Dr Veröff : [silence]
M. Sego Kuto : C'est pourquoi notre culte a pour objectif central de reproduire l'assassinat d'Abraham Lincoln par tous les moyens atteignables. Afin de refonder l'univers sur des fondations solides, sans défaut, tel qu'il aurait dû être.
Dr Veröff : Je… vois… Enfin, comme je dis toujours, il n'y a pas de religion plus co… moins respectable qu'une autre, hein ? Monsieur Kuto, pourriez-vous retourner en salle d'attente quelques minutes je vous prie ? J'ai un coup de fil à passer, je vous reprend juste après.

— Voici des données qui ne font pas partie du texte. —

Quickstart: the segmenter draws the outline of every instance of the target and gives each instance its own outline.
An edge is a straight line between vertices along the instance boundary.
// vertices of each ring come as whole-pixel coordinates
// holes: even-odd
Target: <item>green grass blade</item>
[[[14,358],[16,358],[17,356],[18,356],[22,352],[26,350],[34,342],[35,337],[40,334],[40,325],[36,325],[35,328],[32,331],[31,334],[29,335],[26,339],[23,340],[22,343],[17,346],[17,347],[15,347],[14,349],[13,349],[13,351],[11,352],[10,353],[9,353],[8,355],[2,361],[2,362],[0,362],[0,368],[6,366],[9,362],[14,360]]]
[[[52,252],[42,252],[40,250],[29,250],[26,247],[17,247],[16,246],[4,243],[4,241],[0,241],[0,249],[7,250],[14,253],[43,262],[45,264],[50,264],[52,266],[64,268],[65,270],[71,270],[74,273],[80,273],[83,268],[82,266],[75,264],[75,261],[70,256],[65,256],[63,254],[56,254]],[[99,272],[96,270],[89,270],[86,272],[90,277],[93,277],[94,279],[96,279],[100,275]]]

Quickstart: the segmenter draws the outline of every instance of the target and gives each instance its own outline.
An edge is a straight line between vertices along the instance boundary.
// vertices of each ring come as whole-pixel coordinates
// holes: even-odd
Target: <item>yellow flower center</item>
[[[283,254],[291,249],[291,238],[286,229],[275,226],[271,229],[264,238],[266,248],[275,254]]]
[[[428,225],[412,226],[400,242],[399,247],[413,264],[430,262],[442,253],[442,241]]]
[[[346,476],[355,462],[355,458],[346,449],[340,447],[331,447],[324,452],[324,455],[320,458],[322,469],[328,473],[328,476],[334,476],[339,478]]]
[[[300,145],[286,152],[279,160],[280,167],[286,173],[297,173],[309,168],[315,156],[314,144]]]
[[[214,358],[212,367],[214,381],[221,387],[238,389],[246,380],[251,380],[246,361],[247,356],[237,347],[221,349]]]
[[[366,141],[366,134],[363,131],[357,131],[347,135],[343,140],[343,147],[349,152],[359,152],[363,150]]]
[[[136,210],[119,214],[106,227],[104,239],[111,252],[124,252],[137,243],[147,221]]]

Sego Kuto sort de la salle d'entretien. Veröff sort immédiatement son portable une fois la porte refermée.
Dr Veröff : Allô, Brochon ? Par pitié, dis moi que tu fais toujours tes dîners du jeudi soir.
Dr Veröff: Bonjour WAN, je suis le Dr Veröff, de la Société Agnostique en Poursuite Hâtive d'une Identité Religieuse. Nous sommes heureux de vous rencontrer aujourd'hui pour discuter de la possibilité de vous nommer dieu tutélaire de notre société.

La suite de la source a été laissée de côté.